*These are my discretionary thoughts on the market. My Medium-Long Term model determines my trades. Go to the homepage for my latest market outlook. I update this webpage throughout the day.
- Big name investors aren’t worried about the trade war.
- The stock market’s breadth isn’t as bad as FANG makes it seem.
- Housing Starts made a new high. Medium-long term bullish for the stock market and economy.
Read [Update] Study: yield curve continues to flatten. A bullish sign for the stock market.
1 am: Big name investors aren’t worried about the trade war.
As I’ve said before, the trade war isn’t really much of a trade war because:
- The U.S. has the upper hand, and Trump is playing this to his advantage. China has a limited number of weapons to use in a trade war (from CNBC).
- This is most likely some more saber rattling, which will result in a deal in the coming months.
Some big name investors agree with this second point (from CNBC).
- Goldman’s CEO (Blankfein) thinks that Trump’s trade threats are a savvy negotiating strategy. And remember: Blankfein hates Trump, so he would have no reason to suck up to the President now. Blankfein is speaking his honest opinion.
- Paul Tudor Jones isn’t concerned about this. He sees it more as a “trade irritant” than a trade war. And remember: Paul Tudor Jones was one of the most bearish fund managers for the past decade, but now he has turned bullish. Jones isn’t some perma-bull who sees the positive in everything.
- And of course, Warren Buffett is optimistic that the trade dispute will end in a deal too.
1 am: The stock market’s breadth isn’t that bad.
You’ve probably heard this one a lot recently: “the stock market’s breadth is terrible – it’s all being driven up by a few high-flying tech and FANG stocks”.

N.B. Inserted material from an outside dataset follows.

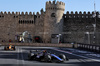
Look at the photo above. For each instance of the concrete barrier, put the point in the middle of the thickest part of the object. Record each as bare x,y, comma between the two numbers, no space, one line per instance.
39,44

That’s simply wrong. Breadth isn’t terrific, but neither is it bad. Breadth isn’t as bad as the bears make it seem.
The S&P 500 is a market cap weighted index. Hence, a few large stocks (e.g. FANG stocks) can have an outsized impact on the S&P. If breadth was “bad”, then the equal weighted version of the S&P should go up much less than the market cap weighted version of the S&P.
This isn’t the case right now. Both the market cap weighted S&P and equal weighted S&P are going up together.
Breadth isn’t a bearish concern right now.
1 am: Housing Starts made a new high. Medium-long term bullish for the stock market and economy.
Housing Starts just made a new high for this economic expansion.
The economy and stock market move in the same direction over the long run. Housing is a leading indicator for the U.S. economy. Hence, an improving Housing Starts is a medium-long term bullish sign for the U.S. economy and stock market.
This chart demonstrates how Housing Starts leads the S&P 500.
Read Stocks on June 18, 2018: outlook
Here’s what I think will happen based on my discretionary outlook.
- 2018 will trend higher but will also be a choppy year.
- The S&P 500 has approximately 1-2 years left in this bull market.
I do not use my discretionary outlook to place entry/exit trades. I am 100% long SSO (2x S&P 500 ETF) because my Medium-Long Term model does not foresee a significant correction at this point in time. I ignore small corrections. I only sidestep significant corrections and bear markets.
I have been long the S&P 500 since September 7, 2017 when it was at 2465.